You are viewing a plain text version of this content. The canonical link for it is here.
Posted to solr-user@lucene.apache.org by abhayd <aj...@hotmail.com> on 2011/07/29 17:26:18 UTC

combining xml and nutch index in solr

hi 

I have a xml file which has url, category,subcategory, title kind of
details.

and we crawl the urls in xml using Nutch. Anyway for use to merge both?
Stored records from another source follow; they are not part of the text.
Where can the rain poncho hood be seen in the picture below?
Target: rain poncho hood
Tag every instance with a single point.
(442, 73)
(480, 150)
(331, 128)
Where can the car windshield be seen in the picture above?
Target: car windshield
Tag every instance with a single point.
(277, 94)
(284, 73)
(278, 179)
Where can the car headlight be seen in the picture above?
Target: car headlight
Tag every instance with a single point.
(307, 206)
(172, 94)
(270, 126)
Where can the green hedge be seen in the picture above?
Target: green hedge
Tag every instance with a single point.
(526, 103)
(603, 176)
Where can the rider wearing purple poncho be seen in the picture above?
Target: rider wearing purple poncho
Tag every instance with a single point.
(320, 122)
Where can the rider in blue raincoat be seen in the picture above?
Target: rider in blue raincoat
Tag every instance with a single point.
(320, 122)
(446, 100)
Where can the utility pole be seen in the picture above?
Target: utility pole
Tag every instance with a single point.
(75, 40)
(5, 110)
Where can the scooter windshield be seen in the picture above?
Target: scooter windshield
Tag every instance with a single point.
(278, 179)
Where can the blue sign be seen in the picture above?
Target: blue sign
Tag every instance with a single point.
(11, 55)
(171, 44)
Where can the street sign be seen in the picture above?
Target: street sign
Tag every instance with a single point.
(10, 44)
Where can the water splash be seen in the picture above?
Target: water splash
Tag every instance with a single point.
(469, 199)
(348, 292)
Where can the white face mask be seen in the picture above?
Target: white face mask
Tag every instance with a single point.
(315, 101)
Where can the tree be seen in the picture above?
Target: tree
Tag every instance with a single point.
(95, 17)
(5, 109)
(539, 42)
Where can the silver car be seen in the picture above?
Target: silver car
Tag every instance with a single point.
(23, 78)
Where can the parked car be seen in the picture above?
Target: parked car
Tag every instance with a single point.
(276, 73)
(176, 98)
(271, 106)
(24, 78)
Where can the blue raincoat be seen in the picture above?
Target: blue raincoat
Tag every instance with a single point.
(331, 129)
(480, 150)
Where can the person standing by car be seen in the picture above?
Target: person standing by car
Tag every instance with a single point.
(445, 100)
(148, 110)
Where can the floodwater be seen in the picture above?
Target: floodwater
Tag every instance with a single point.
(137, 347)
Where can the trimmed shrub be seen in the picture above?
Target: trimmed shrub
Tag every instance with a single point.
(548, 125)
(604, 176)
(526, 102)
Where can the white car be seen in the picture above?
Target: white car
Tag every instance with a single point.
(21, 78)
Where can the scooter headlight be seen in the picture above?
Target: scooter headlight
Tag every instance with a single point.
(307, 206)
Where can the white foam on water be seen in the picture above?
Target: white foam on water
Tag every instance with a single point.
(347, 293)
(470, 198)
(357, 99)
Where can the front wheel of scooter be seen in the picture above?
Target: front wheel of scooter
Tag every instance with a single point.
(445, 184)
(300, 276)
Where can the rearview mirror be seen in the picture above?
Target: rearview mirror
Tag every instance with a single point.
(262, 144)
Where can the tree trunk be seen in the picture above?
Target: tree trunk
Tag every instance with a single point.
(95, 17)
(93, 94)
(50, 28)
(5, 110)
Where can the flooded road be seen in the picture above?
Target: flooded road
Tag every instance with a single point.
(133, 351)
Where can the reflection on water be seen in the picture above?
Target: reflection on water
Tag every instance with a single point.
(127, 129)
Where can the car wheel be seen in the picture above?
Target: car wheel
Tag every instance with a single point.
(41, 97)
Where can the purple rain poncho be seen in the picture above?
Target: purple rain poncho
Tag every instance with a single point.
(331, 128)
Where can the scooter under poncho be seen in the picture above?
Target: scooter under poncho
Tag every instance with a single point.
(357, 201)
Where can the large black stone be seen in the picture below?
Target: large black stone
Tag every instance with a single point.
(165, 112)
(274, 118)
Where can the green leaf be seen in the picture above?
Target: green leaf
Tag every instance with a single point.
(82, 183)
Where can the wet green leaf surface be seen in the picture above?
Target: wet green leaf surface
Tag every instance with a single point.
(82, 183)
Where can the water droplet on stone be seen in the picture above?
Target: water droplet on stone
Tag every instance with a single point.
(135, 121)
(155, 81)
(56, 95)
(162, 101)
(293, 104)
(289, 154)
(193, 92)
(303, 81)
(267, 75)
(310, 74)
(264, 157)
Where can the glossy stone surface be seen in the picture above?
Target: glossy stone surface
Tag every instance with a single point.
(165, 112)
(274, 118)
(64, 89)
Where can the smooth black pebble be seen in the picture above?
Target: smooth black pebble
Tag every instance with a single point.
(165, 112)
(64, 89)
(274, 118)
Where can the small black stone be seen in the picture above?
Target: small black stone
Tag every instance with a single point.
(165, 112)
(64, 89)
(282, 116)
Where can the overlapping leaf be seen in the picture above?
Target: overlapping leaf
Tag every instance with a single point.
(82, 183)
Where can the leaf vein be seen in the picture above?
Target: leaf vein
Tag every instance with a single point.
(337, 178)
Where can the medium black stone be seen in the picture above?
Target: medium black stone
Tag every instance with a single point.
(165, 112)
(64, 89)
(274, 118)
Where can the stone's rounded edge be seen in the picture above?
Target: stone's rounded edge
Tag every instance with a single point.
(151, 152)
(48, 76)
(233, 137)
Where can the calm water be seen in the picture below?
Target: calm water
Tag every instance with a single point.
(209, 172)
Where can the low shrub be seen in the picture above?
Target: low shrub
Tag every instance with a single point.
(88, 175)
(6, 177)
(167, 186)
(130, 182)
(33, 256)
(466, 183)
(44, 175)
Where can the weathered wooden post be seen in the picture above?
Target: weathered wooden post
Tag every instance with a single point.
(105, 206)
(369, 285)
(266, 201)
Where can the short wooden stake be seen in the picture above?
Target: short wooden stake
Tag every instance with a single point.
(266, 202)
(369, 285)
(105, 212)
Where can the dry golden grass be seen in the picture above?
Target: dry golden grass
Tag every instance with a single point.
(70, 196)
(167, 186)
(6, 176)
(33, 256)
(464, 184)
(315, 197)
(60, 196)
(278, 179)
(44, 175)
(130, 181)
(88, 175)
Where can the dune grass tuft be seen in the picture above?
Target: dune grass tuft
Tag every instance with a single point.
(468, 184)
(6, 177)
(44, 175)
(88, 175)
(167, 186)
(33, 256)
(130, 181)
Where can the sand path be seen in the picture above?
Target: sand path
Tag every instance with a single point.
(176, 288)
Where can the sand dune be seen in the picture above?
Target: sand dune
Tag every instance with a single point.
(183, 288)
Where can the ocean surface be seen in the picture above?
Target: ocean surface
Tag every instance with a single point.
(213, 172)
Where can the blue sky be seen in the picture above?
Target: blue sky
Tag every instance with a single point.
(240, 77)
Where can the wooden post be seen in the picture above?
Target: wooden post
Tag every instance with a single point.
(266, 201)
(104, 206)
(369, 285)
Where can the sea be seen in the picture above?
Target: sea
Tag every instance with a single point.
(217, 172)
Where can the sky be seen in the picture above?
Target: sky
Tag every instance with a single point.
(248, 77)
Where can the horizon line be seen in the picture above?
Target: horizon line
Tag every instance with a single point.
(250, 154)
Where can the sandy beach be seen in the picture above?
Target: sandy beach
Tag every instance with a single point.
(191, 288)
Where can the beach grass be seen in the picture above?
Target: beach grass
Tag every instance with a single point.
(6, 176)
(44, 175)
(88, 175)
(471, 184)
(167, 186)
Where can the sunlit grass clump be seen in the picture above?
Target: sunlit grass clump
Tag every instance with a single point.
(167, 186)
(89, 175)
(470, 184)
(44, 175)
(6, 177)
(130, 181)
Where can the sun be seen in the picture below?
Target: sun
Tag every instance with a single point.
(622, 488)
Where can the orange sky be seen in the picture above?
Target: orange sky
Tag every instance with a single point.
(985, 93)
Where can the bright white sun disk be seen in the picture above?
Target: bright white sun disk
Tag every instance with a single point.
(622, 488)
like schema will look like

url
category
subcategory
title
crawl_data_summary_from_nutch
crawl_data_body_content_from_nutch

Any solution for this?

thanks
abhay


--
View this message in context: http://lucene.472066.n3.nabble.com/combining-xml-and-nutch-index-in-solr-tp3209911p3209911.html
Sent from the Solr - User mailing list archive at Nabble.com.

Re: combining xml and nutch index in solr

Posted by abhayd <aj...@hotmail.com>.
hi
thanks, That's exactly what i want

as far as I know we can not update solr index with partial values it does
not update the index record, it gets recreated.

so I m not sure how solrindex command will work here

--
View this message in context: http://lucene.472066.n3.nabble.com/combining-xml-and-nutch-index-in-solr-tp3209911p3218125.html
Sent from the Solr - User mailing list archive at Nabble.com.

Re: combining xml and nutch index in solr

Posted by Gora Mohanty <go...@mimirtech.com>.
On Fri, Jul 29, 2011 at 8:56 PM, abhayd <aj...@hotmail.com> wrote:
> hi
>
> I have a xml file which has url, category,subcategory, title kind of
> details.
>
> and we crawl the urls in xml using Nutch. Anyway for use to merge both?
[...]

Not sure that I follow your requirements, and it has
been some time since I used Nutch. But, if I understand
correctly, you should be able to do the following:
* Populate the Solr index from the XML file, leaving
  the crawl_data_summary and crawl_data_body_content
  fields blank.
* Crawl the URLs with Nutch, and use its solrindex command
  to fill these two fields.

Regards,
Gora